Grâce au travail des architectes et scénographes Gérard Féry et Philippe Marioge, des services techniques de la ville d'Aubervilliers, et aux conseils de Vincent Daujat, les spectateurs découvriront une grande salle transformée.
Ces travaux ont été pris en charge par l'Etat, le Conseil Général de Seine Saint-Denis, le Conseil Régional d'Ile-de-France et la Municipalité d'Aubervilliers. Tous nos partenaires ainsi que nos différents relais seront invités à cette inauguration.  
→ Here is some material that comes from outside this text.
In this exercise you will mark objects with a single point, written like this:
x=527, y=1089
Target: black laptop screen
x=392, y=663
Dès notre première saison, nous avons engagé des travaux pour l'amélioration du lieu et l'accueil des spectateurs. L'entrée du théâtre se fait depuis janvier rue Edouard Poisson, la façade brille désormais le soir du sigle du Théâtre de la Commune, Centre Dramatique National d'Aubervilliers, et le bar et sa cuisine rénovés, permettent à Delphine Merlateau et Philippe Lachasse, de la Soucoupe Volante, d'accueillir le public tous les soirs avec leurs plats ympathiques. La petite salle est désormais dotée d'un nouvel équipement de gradin modulable, plus confortable et plus ethétique. Enfin les travaux de peinture ont rafraîchi les loges de la petite salle, permettant un accueil décent des comédiens.

Prise en charge par l'Etat, le Conseil Général de la Seine Saint Denis, et la municipalité d'Aubervilliers, une deuxième tranche de travaux concernant principalement la grande salle, est mise en chantier.
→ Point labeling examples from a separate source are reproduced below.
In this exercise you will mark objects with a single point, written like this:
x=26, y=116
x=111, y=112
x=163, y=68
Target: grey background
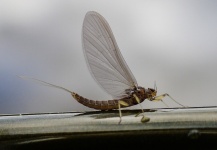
x=170, y=42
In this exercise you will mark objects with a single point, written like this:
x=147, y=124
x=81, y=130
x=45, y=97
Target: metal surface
x=197, y=126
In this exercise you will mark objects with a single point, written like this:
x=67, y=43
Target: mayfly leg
x=144, y=118
x=160, y=97
x=123, y=103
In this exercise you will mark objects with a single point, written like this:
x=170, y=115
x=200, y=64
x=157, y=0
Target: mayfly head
x=152, y=92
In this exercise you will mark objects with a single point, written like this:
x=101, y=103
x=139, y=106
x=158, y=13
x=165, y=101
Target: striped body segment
x=111, y=104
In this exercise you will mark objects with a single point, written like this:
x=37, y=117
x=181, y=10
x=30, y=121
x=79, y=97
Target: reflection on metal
x=180, y=125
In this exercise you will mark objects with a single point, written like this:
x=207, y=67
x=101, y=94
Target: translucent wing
x=104, y=58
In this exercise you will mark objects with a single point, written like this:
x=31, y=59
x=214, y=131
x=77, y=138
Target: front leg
x=144, y=118
x=160, y=97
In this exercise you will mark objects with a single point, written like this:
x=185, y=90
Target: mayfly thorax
x=109, y=69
Grâce au travail des architectes et scénographes Gérard Féry et Philippe Marioge, des services techniques de la ville d'Aubervilliers, et aux conseil de Vincent Daujat, les spectateurs découvriront fin janvier 1999 une grande salle transformée: le rideau de fer sera avancé de plusieurs mètres, pour permettre aux décors d'être installés conformément aux mormes de sécurité. Le parterre laissera  la place à un gradin, assurant une meilleure visibilité pour les spectateurs, et une jauge véritablement modulable (entre 220 et 450 places). Elle sera inaugurée avec la reprise de La Femme changée en renard.
Des travaux d'entretien et de mise aux normes de sécurité sont également pouruivis (réparation des corniches extérieures, de la toiture, des vitres de la façade arrière, réintégration du bois de la décoration intérieure de la grande salle...).
Les théâtres sont vivants, ils nous ressemblent, il respirent, souffrent, s'usent; le entretenir, le protéger, c'est prendre l'engagement de leur faire traverser le cour du temps et ainsi de pouvoir les léguer à ceux qui viendront plus tard y vivre et y travailler à leur tour.